On Networked Source Coding in the Presence of Exploration versus Exploitation Tradeoff
Motivated by the problems in sensor networking, primarily the well-known exploration versus exploitation tradeoff in data gathering, we propose a successive source coding scheme based solely on binning. We show that proposed scheme provides significant storage reduction compared to the conventional conditional codebook encoding scheme, without any rate loss. In particular, the codebook storage requirement of the conventional approach grows exponentially in the number of gathered sources and successive encoding stages while that of the proposed is linear in both quantities.
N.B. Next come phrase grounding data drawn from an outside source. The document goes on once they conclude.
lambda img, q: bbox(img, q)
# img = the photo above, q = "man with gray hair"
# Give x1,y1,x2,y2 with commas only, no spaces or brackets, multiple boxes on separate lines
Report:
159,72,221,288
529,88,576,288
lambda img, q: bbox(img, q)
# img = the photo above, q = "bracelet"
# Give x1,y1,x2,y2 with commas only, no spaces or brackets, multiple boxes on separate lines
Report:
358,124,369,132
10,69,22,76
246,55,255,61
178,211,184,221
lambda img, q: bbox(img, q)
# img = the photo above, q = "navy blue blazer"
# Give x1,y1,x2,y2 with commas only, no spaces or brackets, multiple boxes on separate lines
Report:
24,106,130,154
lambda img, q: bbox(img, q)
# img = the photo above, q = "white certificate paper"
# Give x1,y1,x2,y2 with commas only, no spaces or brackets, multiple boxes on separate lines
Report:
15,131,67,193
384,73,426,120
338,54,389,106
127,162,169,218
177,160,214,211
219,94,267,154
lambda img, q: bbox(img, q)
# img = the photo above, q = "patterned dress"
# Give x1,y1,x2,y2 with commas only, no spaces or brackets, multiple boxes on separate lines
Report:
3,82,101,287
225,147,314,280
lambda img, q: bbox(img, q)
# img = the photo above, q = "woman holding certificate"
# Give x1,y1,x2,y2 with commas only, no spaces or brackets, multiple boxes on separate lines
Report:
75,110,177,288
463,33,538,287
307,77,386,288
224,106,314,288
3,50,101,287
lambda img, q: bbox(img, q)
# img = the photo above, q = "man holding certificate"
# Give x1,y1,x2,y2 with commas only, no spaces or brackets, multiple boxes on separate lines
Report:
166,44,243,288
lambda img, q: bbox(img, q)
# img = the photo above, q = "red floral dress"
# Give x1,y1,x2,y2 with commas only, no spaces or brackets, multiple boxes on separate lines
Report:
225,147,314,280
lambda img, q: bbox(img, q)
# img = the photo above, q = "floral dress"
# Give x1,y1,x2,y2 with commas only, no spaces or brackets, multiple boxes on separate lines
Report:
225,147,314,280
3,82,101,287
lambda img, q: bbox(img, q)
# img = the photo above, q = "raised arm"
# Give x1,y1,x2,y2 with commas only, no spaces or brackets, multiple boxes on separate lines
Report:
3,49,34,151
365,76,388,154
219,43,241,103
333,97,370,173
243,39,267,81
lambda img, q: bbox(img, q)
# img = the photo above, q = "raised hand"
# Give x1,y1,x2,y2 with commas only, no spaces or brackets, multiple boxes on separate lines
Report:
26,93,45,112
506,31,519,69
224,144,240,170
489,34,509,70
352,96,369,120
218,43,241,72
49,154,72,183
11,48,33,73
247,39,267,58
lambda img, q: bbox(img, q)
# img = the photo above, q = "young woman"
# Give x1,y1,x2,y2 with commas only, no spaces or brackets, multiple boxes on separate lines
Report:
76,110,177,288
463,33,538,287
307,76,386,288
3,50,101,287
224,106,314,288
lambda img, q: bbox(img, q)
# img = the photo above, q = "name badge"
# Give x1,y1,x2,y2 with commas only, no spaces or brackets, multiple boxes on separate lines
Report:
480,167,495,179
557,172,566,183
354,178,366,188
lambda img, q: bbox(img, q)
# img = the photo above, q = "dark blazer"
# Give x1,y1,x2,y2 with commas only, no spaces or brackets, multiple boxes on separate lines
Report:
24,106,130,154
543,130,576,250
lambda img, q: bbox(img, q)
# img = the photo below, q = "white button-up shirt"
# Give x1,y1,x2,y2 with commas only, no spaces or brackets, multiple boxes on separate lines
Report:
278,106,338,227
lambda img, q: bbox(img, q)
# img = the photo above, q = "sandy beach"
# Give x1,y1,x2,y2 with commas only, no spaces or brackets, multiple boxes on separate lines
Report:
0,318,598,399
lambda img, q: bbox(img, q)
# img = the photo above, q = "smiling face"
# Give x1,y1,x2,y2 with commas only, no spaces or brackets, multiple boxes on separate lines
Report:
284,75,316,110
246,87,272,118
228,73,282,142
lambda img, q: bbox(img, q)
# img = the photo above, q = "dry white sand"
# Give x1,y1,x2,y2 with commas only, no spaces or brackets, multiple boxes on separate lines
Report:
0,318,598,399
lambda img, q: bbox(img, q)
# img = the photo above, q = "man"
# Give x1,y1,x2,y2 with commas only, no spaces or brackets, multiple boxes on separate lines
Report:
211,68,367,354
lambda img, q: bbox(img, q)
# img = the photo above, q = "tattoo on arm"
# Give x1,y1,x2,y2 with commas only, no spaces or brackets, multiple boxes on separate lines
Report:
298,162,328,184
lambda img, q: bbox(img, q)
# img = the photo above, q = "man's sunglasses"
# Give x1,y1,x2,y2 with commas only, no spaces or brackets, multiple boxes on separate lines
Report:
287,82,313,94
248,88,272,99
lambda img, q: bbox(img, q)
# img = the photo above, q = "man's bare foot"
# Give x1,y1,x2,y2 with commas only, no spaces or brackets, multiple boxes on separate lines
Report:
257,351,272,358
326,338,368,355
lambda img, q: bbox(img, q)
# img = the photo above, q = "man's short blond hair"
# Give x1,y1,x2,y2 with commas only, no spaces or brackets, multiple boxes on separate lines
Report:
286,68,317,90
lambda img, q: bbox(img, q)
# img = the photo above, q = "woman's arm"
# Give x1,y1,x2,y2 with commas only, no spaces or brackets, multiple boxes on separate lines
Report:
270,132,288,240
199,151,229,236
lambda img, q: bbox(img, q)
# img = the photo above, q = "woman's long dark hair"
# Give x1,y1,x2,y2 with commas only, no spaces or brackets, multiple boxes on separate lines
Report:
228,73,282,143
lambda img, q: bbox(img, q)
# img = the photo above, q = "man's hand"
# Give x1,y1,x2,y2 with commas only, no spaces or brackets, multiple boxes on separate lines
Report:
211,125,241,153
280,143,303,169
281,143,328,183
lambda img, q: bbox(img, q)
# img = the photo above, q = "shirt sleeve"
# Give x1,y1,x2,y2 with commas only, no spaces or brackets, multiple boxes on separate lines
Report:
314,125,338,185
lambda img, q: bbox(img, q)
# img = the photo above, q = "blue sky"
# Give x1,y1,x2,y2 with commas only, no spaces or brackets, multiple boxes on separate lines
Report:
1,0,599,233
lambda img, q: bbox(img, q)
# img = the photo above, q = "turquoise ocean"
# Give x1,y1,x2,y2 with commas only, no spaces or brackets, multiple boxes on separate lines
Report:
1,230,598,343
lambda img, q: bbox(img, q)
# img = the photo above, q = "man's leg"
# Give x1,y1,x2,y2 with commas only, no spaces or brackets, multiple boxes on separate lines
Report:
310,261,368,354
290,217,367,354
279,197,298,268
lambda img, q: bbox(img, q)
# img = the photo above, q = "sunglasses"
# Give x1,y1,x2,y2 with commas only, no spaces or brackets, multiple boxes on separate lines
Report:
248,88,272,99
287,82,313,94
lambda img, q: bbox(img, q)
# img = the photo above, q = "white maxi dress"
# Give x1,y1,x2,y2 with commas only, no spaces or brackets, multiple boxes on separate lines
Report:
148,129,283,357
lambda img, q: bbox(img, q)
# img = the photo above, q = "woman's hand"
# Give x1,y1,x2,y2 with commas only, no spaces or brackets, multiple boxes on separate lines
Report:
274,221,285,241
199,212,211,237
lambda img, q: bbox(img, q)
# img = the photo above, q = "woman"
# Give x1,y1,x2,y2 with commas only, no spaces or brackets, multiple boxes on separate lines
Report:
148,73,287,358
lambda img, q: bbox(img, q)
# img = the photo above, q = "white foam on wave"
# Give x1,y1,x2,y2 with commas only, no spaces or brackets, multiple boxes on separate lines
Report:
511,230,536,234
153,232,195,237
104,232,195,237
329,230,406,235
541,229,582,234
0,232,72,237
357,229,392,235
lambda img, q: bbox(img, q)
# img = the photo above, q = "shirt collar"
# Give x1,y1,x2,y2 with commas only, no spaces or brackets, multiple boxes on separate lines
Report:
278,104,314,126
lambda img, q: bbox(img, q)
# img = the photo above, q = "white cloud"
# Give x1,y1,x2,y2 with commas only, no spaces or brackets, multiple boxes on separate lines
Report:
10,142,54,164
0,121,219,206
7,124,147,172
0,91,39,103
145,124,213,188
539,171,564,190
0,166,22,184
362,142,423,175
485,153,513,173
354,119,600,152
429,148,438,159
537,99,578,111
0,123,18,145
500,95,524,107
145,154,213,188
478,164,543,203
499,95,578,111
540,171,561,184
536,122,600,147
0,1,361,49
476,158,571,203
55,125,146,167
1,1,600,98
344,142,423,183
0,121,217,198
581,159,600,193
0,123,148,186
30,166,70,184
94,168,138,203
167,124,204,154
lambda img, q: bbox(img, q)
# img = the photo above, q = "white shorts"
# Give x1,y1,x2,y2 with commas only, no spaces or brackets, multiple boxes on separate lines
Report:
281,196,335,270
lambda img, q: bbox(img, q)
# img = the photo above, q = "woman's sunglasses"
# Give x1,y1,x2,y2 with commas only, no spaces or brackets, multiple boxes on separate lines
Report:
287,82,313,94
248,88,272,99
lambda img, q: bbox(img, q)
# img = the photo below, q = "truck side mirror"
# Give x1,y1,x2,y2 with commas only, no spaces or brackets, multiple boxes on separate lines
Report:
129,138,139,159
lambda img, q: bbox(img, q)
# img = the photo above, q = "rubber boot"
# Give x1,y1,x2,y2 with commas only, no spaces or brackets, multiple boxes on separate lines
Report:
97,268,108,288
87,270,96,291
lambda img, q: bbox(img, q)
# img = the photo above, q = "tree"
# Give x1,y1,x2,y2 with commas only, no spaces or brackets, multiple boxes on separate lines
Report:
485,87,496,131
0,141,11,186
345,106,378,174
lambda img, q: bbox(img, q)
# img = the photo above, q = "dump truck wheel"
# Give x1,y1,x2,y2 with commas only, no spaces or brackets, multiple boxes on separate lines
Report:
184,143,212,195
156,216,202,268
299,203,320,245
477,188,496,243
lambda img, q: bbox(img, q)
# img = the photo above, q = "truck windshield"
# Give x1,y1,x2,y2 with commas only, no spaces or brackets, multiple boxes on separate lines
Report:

The problem at hand, when extended to distributed settings, includes several problems as special cases. When specialized to the scalable coding with decoder side information, our approach provides a unified encoding scheme for the two important cases concerning the degraded side information where source $X $ and the side information variables ($Y_1, Y_2$) form a Markov chain in the order of either $X-Y_1-Y_2$ or $X-Y_2-Y_1$. Our coding scheme essentially performs scalable and Wyner-Ziv coding simultaneously by binning. This unified coding scheme achieves the rate-distortion regions of prior results, while for the $X-Y_1-Y_2$ case, it suggests possible improvement.
Finally, motivated by the proposed encoding scheme, and the Gray-Wyner network model, we consider a new interpretation of scalable coding. We show the potential benefits of networked scalable coding and derive an achievable region. We discuss its connections with the lossy common information, the subset typicality lemma and the rate transfer arguments.
Emrah Akyol received the Ph.D. degree in 2011 from UC Santa Barbara. From 2005 to 2007, he held positions at Hewlett-Packard Laboratories and NTT Docomo Laboratories (both in Palo Alto, CA) and UCLA, where he worked on several topics in multimedia compression and networking.
Currently, Dr. Akyol is a postdoctoral researcher at USC. His current research is on the interplay of networked information theory, communications and control.